La hora de siempre. Las cinco de la tarde. El pitido puntual estalló invadiendo los pasillos con ese ruido estridente, hiriente, pero también un ruido esperado por todos los trabajadores, menos Jorge. Todos celebraban que el día hubiese acabado por fin, pero no él. Todo lo tomaba con calma. El pensaba. El calculaba. Aprendía la rutina de los trabajadores. Miraba como se descolgaban los cascos de soldar, como tiraban los fierros al suelo en un golpe seco y único. Todos se alegraban. Algunos se abrazaban, planeaban la tarde. ¿Unas cervecitas? –se decían los más bohemios. Pero no Jorge. Si le quedaba alguna varilla por soldar terminaba el trabajo. Luego se sacaba el casco de soldar con cuidado, desmontaba todo el equipo. Luego se limpiaba poco a poco. Se echaba chorros de agua fría a la cara, y miraba el alrededor. Las voces, los coros iniciales de alegría, se hacían cada vez más lejanos. Miraba entonces la oficina del jefe: si veía las luces prendidas se alegraba de sobremanera. Tenía una oportunidad. De ir a hablar con él, pero esta vez no mendigaría. No pediría el aumento que tanto le hacían falta para los remedios de su hijo. Esta vez ya no necesitaban medicamentos. José había fallecido. Martha se había ido con su madre. Ya no tenía nada que perder. En su boca, la palabra venganza, era un verbo común.

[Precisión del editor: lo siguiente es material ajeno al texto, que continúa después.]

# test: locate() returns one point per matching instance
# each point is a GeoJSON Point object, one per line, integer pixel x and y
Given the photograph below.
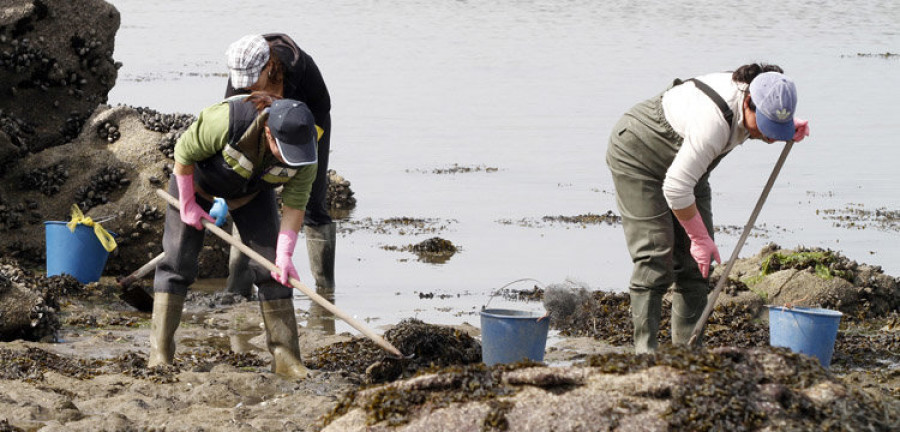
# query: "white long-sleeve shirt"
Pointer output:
{"type": "Point", "coordinates": [697, 119]}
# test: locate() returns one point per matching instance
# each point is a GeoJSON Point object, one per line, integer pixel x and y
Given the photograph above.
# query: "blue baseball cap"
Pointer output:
{"type": "Point", "coordinates": [294, 128]}
{"type": "Point", "coordinates": [775, 97]}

Se estiró ampliamente y miró la oficina. Una luz tenue. Casi siempre el jefe era el primero en irse, pero había excepciones. Días en que primero abandonaba la empresa la contadora, luego los asistentes, el administrador. Al final el jefe se iba. Siempre con una mirada desdeñosa a Jorge. El idiota. El vigilante muerto de hambre que se tuvo que arrodillar para lograr un aumento de veinte pesos, que no le sirvieron para nada.
Jorge se para tranquilo. Va al almacén y mira las herramientas. Encuentra la pequeña tomahawk. La coloca hábilmente a la espalda. Se llamaba Raskolnikov o algo así el joven protagonista de ese libro en el que matan a la usurera. El jefe es igual. Tacaño, ambicioso, maltratador. Merece una muerte igual, un certero hachazo en la cabeza será suficiente para él.
Jorge empieza la marcha. Puede ser que hoy no sea el día, el día en que tenga que morir el jefe. Pero puede que si. Más vale estar preparados –dice.